The trial included 902 people who were treated at 246 hospitals in 41 countries. All of them had locally advanced or metastatic triple-negative breast cancer. The people in this study were given either a standard chemotherapy drug for this type of breast cancer called nab-paclitaxel (Abraxane®); an immunotherapy drug already approved for other cancers called atezolizumab (Tecentriq®), which works against the protein PD-L1; or a combination of the two.

The researchers reported that people with tumors that expressed the PD-L1 protein who received the combination therapy lived 9.5 months longer. About 41% of people in the trial had this protein on their tumors. “This is not a cure, and at every step of the way we’re always looking for that,” Dr.
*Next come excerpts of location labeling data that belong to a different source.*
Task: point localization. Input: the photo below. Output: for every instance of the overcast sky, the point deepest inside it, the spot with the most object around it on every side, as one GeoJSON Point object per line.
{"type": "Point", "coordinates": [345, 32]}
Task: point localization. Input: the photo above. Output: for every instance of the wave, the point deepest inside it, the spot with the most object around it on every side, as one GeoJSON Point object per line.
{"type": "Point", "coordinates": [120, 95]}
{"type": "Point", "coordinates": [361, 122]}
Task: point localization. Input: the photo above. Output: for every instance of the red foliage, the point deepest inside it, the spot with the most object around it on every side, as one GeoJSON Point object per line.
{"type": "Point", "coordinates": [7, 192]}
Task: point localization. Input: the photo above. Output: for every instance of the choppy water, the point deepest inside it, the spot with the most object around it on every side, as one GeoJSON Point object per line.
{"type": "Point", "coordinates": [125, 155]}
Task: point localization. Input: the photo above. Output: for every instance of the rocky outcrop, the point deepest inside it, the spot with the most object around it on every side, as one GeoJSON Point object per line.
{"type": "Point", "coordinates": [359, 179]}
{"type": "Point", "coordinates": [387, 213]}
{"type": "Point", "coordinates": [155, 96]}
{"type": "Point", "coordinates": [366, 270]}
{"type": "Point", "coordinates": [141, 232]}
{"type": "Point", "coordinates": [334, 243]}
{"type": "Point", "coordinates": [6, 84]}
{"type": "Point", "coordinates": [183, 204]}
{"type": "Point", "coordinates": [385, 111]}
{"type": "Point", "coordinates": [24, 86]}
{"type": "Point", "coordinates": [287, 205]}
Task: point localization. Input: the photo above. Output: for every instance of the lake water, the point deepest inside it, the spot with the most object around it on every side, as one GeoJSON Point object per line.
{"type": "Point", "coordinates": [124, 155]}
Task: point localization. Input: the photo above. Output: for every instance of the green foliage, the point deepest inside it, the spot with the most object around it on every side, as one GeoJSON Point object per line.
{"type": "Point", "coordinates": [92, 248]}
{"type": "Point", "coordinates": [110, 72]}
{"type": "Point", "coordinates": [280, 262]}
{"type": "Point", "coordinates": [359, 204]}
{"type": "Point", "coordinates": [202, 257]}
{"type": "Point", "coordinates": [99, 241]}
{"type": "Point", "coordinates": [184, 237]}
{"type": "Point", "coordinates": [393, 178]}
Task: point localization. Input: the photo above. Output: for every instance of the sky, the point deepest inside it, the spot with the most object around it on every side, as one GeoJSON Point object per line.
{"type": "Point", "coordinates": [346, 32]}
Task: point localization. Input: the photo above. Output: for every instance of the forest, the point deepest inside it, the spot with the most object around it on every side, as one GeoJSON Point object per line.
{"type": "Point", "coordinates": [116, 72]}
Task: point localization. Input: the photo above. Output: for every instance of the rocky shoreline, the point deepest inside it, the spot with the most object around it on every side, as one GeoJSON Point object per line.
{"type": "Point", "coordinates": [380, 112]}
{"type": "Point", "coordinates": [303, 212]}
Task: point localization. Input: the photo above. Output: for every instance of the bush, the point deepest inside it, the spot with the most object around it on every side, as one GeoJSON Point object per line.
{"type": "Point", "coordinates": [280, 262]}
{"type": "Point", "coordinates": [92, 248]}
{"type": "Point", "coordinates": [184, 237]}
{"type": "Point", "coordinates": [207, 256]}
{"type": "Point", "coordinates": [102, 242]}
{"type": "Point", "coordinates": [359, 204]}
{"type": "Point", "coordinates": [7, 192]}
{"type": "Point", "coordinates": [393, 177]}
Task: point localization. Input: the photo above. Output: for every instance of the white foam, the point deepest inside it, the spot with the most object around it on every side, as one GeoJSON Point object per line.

Comen says. “But any incremental benefit to patients’ lives can be significant, and this is a significant benefit.”

“There is a tremendous unmet medical need in this breast cancer subtype,” Dr. Klebanoff says. “We’ve made great progress in recent years in treating other types of breast cancer, but triple-negative breast cancer has not benefitted from many advances. This study dispels the myth that immunotherapy cannot work for breast cancer. As we learn more about this approach, we expect to see more and better treatment options for many breast cancer patients.”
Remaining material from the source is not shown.